Today's headline from The Philippine Star reads, "Noy: Let's Give RP Hope." Let me remind everyone that US President Barack Obama embodied Hope when he ran for the highest political position. That's what the voters saw, and that's why he is their choice. The radiance in him reached out to more, including myself, believing that he could turn things around once George W. Bush's reign is over. Maybe add the fact that during the campaign most of the attention was focused on him possibly becoming the first African-American president helped his case. Simply put, his aura was powerful enough to convince the American people that he is the rightful person to lead their nation.

I've always said that President Noynoy Aquino is similar to Obama in the only sense that he had nothing to offer the public but Hope. Unlike Obama, it wasn't the color of his skin which propelled him to victory, but the deaths of his parents (who are overrated by the way, just like their only son). The ones who voted for this man wanted to see Hope in the oath-taking ceremony because apparently they are too lazy to do their part for their country. What happens after the first year of presidency, when the window of Hope is now smaller than what it used to be in the campaign period? He can't keep letting people "believe" since time will run out, and before he knows it, it's 2016. Hope can't design a realistic plan in times of disasters. Hope can't construct more efficient means of public transportation. Hope can't architect a corrupt-free government. Hope can't drain out all the water in flood-prone areas. Hope can't even stop people from cutting in lines. It can't give us much really. So why should our president give the Philippines Hope? Oh that's right. People are too stupid to think for themselves. They believe Hope is enough to give them that feel-good feeling. He thinks it's enough to quiet the followers and critics alike for the meantime, something to buy him more time for that window that's closing in.

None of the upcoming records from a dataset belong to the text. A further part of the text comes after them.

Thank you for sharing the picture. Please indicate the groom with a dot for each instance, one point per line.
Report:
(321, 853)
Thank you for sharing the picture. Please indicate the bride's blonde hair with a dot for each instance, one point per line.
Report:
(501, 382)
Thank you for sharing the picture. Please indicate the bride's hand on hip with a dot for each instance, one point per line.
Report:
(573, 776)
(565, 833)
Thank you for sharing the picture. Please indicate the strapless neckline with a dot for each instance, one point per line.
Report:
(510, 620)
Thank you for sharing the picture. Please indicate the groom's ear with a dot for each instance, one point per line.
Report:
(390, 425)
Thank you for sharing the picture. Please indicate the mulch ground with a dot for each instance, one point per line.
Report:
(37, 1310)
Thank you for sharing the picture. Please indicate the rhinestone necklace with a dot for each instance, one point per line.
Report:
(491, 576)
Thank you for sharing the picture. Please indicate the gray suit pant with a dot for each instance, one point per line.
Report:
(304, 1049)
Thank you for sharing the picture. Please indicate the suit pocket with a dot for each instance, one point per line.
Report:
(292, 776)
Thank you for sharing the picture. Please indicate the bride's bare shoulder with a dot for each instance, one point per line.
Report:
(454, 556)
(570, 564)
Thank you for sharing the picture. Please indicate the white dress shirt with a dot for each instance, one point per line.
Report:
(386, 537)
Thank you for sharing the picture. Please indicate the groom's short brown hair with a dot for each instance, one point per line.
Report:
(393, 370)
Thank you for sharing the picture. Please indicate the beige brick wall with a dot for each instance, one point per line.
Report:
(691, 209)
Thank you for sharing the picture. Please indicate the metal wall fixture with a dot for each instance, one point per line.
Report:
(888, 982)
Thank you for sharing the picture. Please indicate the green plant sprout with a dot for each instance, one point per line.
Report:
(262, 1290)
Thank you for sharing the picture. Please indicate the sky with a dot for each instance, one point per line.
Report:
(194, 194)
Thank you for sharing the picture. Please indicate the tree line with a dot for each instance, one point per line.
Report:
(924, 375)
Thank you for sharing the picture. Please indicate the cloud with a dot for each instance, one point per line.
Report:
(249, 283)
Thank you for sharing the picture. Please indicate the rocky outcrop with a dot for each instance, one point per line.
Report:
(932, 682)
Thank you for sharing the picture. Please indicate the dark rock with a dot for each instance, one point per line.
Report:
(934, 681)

What we need to hear are actual concrete plans to find a solution to pressing problems. If other aspiring senatorial and presidential candidates, who ironically lost, all had something to offer on the table, I can't understand how he can not formulate his own. They had a clear vision if they were to win. They were ready. The president, on the other hand, had Hope by his side. He probably hoped that the influential strength of his parents won't die out. He probably hoped that the correlation of corruption and poverty is convincing enough. Right now, a big part of America is unsatisfied with their president. I'm afraid our very own will end up like him soon.